Secretary of State Marco Rubio similarly has said the United States is working to ‘systematically take apart’ Iran’s missile program, so it could not ‘hide behind’ it to develop a nuclear weapon. 

While the broader justification for intervention centered on preventing a nuclear-armed Iran, the most immediate threat facing U.S. troops and partners has been Iran’s ongoing missile and drone launches. Administration officials contend Iran’s missile buildup was meant to create a deterrent buffer, shielding its broader strategic ambitions, including its nuclear program, from outside attack.

Lawmakers emerging from classified briefings said the campaign has become, in part, a question of sustainability.

‘We do not have an unlimited supply,’ Sen. Mark Kelly, D-Ariz., said of U.S. and allied interceptor inventories. He warned the conflict could become a ‘math problem,’ balancing launch volumes against finite air defense munitions and the ability to replenish them without weakening readiness in other theaters.

‘At some point — and we’re probably already in this — this becomes a math problem,’ Kelly added.

He said he pressed defense officials on how interceptor stocks are being replenished and whether diverting munitions to the Middle East could strain U.S. readiness elsewhere.

‘How can we resupply air defense munitions? Where are they going to come from? How does that affect other theaters?’ he said. ‘The math on this currently seems to be an issue.’

Sen. Andy Kim, D-N.J., said he also sought clarity on interceptor inventories but did not receive detailed answers.

‘I am very concerned about that,’ Kim said. ‘I did not get any specificity today. … Something akin to ‘trust us’ is not good enough for me.’

Republicans, however, pushed back on the notion that interceptor supplies are strained. 

Sen. Markwayne Mullin, R-Okla., said officials told lawmakers U.S. forces are ‘in great shape,’ dismissing concerns about shortages.

Ehud Eilam, a former Israeli defense official and national security analyst, said that while a nuclear weapon remains the most serious long-term threat, missile and drone systems pose the most immediate danger if intelligence assessments conclude Iran is not on the verge of assembling a device.

‘As long as it is estimated Iran cannot produce a nuclear weapon soon, then the focus moves to missiles and drones,’ Eilam said, noting that ballistic missiles would ultimately be required to deliver any future nuclear warhead.
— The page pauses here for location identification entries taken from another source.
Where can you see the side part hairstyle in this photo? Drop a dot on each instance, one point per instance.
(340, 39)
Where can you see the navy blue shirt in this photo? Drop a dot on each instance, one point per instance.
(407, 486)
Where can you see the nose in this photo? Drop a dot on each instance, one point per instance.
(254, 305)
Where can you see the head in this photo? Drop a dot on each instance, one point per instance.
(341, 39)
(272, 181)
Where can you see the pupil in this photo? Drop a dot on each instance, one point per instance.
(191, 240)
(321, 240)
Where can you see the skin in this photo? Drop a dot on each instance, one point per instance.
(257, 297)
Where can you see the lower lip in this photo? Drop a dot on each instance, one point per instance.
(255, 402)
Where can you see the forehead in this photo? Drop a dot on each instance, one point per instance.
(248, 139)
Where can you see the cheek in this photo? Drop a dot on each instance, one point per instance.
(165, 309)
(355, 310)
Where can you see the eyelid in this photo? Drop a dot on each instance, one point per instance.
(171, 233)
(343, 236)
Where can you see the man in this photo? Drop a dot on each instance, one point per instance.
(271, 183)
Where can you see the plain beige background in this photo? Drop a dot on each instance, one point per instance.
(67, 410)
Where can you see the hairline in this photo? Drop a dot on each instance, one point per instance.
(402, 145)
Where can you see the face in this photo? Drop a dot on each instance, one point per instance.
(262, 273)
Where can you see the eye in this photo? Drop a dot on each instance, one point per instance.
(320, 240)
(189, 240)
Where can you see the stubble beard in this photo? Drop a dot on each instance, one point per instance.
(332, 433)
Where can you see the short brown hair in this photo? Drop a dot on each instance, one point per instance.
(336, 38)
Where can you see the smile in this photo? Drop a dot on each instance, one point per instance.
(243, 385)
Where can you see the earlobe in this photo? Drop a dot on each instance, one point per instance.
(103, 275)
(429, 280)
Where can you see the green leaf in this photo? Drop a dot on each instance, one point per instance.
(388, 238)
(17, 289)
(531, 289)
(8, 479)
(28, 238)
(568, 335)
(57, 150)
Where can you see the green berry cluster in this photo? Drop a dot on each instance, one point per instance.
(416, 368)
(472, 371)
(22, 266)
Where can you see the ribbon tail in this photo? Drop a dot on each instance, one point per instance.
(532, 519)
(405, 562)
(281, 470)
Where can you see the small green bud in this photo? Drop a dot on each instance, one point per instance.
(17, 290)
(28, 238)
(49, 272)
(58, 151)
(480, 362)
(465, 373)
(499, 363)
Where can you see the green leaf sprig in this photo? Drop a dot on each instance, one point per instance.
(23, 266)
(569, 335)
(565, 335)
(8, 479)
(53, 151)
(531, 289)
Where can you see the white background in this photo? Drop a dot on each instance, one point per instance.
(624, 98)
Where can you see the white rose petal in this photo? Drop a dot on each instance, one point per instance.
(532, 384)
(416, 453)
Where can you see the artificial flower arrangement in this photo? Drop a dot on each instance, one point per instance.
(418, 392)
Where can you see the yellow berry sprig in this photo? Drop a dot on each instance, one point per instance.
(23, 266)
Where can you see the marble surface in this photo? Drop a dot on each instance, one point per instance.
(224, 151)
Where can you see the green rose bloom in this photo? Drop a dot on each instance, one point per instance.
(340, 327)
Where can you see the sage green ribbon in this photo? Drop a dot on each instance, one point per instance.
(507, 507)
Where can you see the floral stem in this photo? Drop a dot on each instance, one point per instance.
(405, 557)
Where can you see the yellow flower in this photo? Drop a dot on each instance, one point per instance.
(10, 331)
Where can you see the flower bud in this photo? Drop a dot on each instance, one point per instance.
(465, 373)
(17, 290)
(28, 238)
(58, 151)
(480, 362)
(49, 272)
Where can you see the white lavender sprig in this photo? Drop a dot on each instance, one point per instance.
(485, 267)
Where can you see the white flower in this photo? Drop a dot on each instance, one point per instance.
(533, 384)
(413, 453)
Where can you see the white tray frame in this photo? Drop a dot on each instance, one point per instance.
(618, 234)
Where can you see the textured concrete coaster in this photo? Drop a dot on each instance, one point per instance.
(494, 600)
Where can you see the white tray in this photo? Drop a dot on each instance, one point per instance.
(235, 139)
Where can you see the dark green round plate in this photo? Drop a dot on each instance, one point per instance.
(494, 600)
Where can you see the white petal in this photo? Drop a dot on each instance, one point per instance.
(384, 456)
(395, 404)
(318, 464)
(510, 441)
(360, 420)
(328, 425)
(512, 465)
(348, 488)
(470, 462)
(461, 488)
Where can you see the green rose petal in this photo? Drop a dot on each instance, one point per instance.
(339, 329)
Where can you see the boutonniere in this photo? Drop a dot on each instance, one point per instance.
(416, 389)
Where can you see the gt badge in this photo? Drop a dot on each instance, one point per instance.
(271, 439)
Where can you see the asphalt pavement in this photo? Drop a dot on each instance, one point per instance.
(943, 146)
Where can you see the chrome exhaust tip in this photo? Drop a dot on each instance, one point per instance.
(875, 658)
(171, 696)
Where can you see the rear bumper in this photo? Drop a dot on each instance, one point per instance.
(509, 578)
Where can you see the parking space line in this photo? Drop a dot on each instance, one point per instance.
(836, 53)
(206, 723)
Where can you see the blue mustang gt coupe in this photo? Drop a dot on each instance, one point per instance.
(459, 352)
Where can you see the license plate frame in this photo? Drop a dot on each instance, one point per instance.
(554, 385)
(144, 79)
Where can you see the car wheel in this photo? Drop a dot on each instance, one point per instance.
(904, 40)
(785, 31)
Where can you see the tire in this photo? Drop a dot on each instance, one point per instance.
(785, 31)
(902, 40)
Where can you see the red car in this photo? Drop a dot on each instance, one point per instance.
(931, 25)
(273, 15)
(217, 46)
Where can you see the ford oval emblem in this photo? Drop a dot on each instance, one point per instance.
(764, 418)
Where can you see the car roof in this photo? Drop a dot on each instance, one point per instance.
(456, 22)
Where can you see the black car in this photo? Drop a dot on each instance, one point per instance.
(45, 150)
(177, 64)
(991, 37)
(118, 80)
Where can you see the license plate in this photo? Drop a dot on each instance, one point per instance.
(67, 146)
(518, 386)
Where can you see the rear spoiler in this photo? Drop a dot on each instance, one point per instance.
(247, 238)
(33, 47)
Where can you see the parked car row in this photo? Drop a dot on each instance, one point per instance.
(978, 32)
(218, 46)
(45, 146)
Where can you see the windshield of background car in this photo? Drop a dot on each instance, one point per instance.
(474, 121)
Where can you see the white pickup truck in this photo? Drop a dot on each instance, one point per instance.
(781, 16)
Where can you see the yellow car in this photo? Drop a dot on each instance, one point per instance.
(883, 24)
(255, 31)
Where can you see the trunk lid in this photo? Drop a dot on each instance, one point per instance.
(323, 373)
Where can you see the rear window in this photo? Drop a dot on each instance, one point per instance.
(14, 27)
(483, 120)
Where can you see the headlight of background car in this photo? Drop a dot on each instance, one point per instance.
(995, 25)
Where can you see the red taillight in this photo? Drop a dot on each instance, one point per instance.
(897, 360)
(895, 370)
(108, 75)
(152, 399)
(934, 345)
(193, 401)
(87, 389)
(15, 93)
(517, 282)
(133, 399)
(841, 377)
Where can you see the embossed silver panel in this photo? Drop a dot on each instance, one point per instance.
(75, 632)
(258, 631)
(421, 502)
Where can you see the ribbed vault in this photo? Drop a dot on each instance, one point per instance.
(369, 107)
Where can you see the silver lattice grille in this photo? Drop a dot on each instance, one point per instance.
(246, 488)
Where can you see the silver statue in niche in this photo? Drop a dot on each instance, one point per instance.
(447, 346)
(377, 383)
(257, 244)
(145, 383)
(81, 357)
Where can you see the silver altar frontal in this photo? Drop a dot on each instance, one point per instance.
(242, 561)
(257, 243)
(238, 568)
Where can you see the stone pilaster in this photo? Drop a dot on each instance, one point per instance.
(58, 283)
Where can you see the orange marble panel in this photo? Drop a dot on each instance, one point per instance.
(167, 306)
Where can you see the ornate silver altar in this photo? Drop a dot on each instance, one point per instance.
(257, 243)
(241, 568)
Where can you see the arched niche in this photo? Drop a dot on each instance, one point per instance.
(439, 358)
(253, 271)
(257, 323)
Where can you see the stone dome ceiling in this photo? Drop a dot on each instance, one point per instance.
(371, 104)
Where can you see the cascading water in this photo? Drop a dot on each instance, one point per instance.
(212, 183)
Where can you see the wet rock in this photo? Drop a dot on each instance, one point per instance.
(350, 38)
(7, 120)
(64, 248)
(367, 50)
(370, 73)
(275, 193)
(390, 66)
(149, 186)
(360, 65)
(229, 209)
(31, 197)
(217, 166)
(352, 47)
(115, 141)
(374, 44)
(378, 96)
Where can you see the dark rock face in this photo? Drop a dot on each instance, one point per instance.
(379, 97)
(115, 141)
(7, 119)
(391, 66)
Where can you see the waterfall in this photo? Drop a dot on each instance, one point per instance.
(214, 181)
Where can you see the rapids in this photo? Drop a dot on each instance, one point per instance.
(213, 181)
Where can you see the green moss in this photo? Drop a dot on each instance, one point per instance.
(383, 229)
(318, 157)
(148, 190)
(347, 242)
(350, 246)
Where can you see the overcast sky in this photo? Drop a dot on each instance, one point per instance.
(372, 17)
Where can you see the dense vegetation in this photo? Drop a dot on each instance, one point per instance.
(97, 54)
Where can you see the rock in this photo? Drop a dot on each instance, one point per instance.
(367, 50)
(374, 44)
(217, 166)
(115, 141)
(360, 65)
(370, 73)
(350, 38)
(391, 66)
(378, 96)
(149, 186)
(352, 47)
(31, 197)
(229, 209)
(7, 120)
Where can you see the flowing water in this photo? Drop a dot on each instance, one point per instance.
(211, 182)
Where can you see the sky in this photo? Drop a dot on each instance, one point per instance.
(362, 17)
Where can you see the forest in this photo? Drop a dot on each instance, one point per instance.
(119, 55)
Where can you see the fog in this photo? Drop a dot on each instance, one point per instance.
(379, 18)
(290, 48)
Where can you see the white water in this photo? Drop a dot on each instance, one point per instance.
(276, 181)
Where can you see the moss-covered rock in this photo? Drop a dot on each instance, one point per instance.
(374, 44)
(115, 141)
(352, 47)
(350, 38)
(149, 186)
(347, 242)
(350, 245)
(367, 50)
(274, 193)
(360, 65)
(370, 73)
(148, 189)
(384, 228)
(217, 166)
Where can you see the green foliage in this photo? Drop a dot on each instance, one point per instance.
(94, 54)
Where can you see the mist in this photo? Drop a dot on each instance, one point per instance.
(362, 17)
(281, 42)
Suppressing mobile launchers, crews and command networks can reduce Iran’s firing tempo, conserving interceptor supplies while degrading Tehran’s broader military capacity, he said.

The concern is not theoretical. 

During the intense June 2025 Iran–Israel conflict, U.S. forces reportedly fired more than 150 Terminal High Altitude Area Defense interceptors, roughly a quarter of the global inventory, along with large numbers of ship-based Standard Missile interceptors to shield allies. 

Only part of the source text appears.